[RADIATOR] radiator Timeout handling
Michael
ringo at vianet.ca
Thu Sep 16 14:43:46 CDT 2010
Debian 4.0
Perl, v5.8.8 built for x86_64-linux-gnu-thread-multi
DBI v1.53
mysqld Ver 5.0.32-Debian_7etch12-log for pc-linux-gnu on x86_64 (Debian
etch distribution)
since my radiator config is quite lengthy, i'll just post what i think
is the relevant parts. if you would like to know more, let me know.
There are also a few very custom things I do to identify what type of
service the connection is coming from, handling of Acct Gigawords and
Acct Octets, etc... so, there's going to be a few things in the
debug/config that you wont recognize.
<Client> section allows specific NAS's
#All accounting packets for all NAS'S handled here:
<Handler Request-Type = "Accounting-Request", \
Acct-Status-Type = Start|Stop>
Identifier accounting
SessionDatabase sessdb
PreProcessingHook file:"%D/conf/hook.PreProcessingHook"
AuthByPolicy
AuthBy SQL-1-Accounting
</Handler>
<AuthBy SQL>
Identifier SQL-1-Accounting
DBSource dbi:mysql:yyy:yyy
DBUsername yyy
DBAuth yyy
Timeout 3
FailureBackoffTime 300
# a few attributes added to radius packet via previous Hook file.
AccountingTable `acct`
AcctColumnDef `submitted_un`,%u,formatted
AcctColumnDef `auth_un`,auth-un
AcctColumnDef `zone`,zone
AcctColumnDef `uid`,uid
AcctColumnDef `timestamp`,Timestamp
AcctColumnDef `type`,Acct-Status-Type
AcctColumnDef `acct_delay_time`,Acct-Delay-Time
AcctColumnDef `upload`,total-input-octets
AcctColumnDef `download`,total-output-octets
AcctColumnDef `sess_id`,Acct-Session-Id
AcctColumnDef `sess_time`,Acct-Session-Time
AcctColumnDef `term_cause`,Acct-Terminate-Cause
AcctColumnDef `nas_ip_address`,NAS-IP-Address
AcctColumnDef `ip_address`,Framed-IP-Address
AcctColumnDef `service`,service
AcctFailedLogFileName
%L/accounting-missed/logfile.sql-failed.acct.%Y%m%d
</AuthBy>
Thu Sep 16 15:19:48 2010: DEBUG: Packet dump:
*** Received from 192.168.100.1 port 1646 ....
Code: Accounting-Request
Identifier: 75
Authentic:
<133><139><188><253><225><157><240>[Lo<175><236><127><144><161><31>
Attributes:
Acct-Session-Id = "00000620"
Framed-Protocol = PPP
Framed-IP-Address = 192.168.100.100
User-Name = "dsltest"
Acct-Authentic = RADIUS
Acct-Status-Type = Start
NAS-Port-Type = Ethernet
NAS-Port = 100
NAS-Port-Id = "0/0/0/431"
Class = "FED,100,dsltest"
Service-Type = Framed-User
NAS-IP-Address = 192.168.100.1
Ascend-Session-Svr-Key = "AA39FB66"
NAS-Identifier = "TEST-LNS-1"
Acct-Delay-Time = 0
Thu Sep 16 15:19:48 2010: DEBUG: hook.service-label: finding
service-label for NAS-Port=(100)
Thu Sep 16 15:19:48 2010: DEBUG: hook.service-label: service-label=(testing)

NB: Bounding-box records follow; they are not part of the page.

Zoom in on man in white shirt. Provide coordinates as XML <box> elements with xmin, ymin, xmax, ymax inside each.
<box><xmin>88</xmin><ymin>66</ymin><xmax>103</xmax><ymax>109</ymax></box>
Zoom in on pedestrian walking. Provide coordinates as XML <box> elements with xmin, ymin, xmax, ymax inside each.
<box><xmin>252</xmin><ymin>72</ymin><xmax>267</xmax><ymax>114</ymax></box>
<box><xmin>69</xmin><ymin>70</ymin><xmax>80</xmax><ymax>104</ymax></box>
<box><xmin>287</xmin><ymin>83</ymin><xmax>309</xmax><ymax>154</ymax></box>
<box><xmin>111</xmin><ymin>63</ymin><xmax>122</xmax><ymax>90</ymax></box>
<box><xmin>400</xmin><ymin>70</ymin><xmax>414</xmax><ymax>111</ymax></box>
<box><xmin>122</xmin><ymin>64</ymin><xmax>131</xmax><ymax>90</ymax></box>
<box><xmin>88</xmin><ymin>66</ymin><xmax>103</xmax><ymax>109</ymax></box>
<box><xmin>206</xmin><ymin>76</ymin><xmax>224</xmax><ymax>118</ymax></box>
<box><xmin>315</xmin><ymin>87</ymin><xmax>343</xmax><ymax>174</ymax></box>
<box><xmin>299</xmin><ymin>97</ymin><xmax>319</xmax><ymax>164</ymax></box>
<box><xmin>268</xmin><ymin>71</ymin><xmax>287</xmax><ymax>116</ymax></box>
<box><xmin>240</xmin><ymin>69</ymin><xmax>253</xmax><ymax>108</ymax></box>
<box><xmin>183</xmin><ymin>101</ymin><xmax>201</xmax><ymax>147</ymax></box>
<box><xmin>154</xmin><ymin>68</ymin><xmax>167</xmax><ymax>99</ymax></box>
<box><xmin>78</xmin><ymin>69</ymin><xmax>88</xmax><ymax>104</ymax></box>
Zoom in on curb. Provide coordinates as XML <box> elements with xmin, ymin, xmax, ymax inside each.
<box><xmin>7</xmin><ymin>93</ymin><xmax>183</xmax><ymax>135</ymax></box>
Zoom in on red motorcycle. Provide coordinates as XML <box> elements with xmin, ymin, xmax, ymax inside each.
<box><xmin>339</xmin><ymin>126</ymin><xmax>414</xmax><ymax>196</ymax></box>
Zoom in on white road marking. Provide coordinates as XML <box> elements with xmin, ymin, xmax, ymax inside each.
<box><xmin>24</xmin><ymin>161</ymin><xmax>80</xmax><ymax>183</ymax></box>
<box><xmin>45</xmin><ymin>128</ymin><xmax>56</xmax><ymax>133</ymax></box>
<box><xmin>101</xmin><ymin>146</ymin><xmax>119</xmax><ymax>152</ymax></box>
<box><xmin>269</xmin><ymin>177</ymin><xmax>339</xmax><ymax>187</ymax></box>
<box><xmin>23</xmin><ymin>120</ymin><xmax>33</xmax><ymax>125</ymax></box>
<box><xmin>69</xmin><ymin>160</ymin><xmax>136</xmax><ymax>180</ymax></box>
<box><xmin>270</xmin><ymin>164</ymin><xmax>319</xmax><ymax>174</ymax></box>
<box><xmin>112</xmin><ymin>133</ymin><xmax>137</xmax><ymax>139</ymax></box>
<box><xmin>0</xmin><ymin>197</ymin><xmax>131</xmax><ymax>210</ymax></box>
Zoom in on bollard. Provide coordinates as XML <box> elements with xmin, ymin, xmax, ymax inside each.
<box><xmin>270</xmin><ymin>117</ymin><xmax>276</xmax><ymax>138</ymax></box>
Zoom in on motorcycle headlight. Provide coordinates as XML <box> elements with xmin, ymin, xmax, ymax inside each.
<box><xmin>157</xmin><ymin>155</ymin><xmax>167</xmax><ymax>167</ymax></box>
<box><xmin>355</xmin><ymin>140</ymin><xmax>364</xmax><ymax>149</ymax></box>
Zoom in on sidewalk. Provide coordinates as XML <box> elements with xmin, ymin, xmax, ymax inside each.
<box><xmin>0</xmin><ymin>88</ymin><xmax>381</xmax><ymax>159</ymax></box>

Thu Sep 16 15:19:48 2010: DEBUG: hook.service-label:
add_attr(service=testing)
Thu Sep 16 15:19:48 2010: DEBUG: Handling request with Handler
'Request-Type = "Accounting-Request", Acct-Status-Type = Start|Stop',
Identifier 'accounting'
Thu Sep 16 15:19:48 2010: DEBUG: hook.PreProcessingHook: executing.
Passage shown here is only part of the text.